Strategic Mobilisation Ghana Limited (SML) has officially petitioned President John Dramani Mahama to reconsider the government’s decision to terminate its revenue assurance contract with the Ghana Revenue Authority (GRA). The company maintains that it acted lawfully, transparently, and in the best interest of the state.
The petition comes in the wake of a report by the Office of the Special Prosecutor (OSP), which described the SML-GRA contract as irregular and alleged that the deal cost the nation GH¢2.6 billion and US$173 million. Following the report, President Mahama ordered the cancellation of all related contracts.
However, SML has firmly denied the allegations, calling the OSP’s conclusions “misinformed, speculative, and prejudicial.”
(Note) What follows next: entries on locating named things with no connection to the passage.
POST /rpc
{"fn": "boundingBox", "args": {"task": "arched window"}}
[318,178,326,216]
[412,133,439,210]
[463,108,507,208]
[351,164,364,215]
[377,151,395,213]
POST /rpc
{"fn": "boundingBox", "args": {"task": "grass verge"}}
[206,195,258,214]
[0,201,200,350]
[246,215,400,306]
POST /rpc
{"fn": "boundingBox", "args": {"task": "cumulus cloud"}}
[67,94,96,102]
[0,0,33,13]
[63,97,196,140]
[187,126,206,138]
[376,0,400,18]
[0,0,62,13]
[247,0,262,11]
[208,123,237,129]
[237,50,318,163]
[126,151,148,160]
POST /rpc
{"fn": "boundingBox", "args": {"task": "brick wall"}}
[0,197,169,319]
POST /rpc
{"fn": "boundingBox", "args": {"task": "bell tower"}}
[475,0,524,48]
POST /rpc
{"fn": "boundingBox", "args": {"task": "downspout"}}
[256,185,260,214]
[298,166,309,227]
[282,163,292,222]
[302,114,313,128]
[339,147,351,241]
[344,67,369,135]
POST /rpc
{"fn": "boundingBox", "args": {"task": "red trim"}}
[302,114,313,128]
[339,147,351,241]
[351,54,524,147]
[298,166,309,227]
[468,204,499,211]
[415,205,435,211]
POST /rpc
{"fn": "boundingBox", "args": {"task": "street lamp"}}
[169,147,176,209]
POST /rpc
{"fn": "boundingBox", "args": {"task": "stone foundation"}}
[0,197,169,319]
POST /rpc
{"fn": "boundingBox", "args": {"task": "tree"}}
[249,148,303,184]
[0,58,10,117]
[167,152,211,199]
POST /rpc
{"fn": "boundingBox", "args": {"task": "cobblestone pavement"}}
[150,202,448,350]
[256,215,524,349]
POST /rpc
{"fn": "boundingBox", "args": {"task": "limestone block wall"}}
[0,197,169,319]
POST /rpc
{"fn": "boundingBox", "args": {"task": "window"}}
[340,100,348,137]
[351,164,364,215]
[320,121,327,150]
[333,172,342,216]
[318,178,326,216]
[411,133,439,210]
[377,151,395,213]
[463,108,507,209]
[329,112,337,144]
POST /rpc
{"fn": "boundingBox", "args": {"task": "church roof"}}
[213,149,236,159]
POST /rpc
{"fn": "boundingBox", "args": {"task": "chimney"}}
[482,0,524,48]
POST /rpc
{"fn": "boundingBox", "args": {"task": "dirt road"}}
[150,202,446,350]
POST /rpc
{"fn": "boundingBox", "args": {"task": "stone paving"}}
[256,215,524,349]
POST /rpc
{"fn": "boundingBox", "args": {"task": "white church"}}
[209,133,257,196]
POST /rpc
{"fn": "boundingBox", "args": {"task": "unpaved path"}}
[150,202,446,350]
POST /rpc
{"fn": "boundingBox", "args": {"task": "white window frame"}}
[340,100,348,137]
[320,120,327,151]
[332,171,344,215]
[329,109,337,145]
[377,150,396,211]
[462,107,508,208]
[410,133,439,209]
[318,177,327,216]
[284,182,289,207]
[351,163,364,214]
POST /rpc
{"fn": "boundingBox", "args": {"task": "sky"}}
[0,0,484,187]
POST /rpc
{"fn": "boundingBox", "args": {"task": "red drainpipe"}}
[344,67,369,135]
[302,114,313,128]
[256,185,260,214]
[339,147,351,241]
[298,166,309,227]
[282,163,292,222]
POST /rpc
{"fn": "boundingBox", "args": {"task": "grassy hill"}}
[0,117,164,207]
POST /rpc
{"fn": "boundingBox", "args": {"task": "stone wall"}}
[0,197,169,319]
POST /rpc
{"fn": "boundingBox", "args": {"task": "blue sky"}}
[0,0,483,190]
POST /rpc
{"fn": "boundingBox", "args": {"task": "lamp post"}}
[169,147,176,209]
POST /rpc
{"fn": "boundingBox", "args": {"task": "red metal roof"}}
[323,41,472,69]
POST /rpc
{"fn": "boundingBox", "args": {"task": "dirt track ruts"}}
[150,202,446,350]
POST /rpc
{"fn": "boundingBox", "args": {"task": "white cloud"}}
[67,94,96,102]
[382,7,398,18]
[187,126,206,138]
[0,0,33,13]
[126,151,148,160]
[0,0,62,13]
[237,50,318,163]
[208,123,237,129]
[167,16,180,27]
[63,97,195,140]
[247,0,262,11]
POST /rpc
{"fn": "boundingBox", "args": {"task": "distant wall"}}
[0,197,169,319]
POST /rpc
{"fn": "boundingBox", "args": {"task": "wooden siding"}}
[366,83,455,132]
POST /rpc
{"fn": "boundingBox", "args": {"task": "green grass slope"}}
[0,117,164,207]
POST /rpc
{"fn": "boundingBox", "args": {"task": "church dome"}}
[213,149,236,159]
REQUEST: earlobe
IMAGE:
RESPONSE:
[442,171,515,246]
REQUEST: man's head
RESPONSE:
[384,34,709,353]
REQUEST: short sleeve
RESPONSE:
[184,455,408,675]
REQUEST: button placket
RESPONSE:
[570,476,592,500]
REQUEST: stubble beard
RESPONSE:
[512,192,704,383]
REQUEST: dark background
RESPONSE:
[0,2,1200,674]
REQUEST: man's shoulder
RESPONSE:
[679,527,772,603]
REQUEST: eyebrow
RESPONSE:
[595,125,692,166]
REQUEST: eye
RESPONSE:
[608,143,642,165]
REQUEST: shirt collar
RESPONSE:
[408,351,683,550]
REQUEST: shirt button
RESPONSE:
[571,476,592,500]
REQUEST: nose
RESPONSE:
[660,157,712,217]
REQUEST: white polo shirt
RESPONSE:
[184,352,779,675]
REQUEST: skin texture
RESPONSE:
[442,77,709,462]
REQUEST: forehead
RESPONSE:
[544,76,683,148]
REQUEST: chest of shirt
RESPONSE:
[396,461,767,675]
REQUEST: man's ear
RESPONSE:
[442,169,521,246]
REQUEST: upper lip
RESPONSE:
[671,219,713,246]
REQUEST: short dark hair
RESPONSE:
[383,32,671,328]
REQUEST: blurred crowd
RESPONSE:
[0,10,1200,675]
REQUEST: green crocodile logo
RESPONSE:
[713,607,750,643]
Addressing the media on Friday, November 7, SML’s legal representative, Cephas Boyuoh, confirmed that a comprehensive response had been submitted to the President and the Attorney General.
“We presented documentary evidence addressing every point raised by the OSP and provided clarity on the true nature of the agreement between the Ministry of Finance, GRA, and SML,” he explained. “We are confident that upon review, the President and the Attorney General will appreciate the facts and make a fair, independent decision.”
According to SML, the company fully financed its operations without government support and has consistently complied with all regulatory and technical standards. It further stated that it has maintained close collaboration with key state agencies, including the GRA, National Petroleum Authority (NPA), and Ghana Standards Authority (GSA), to ensure transparency and accountability.
SML expressed optimism that the review process will restore public confidence and reaffirm its contribution to Ghana’s revenue mobilisation efforts.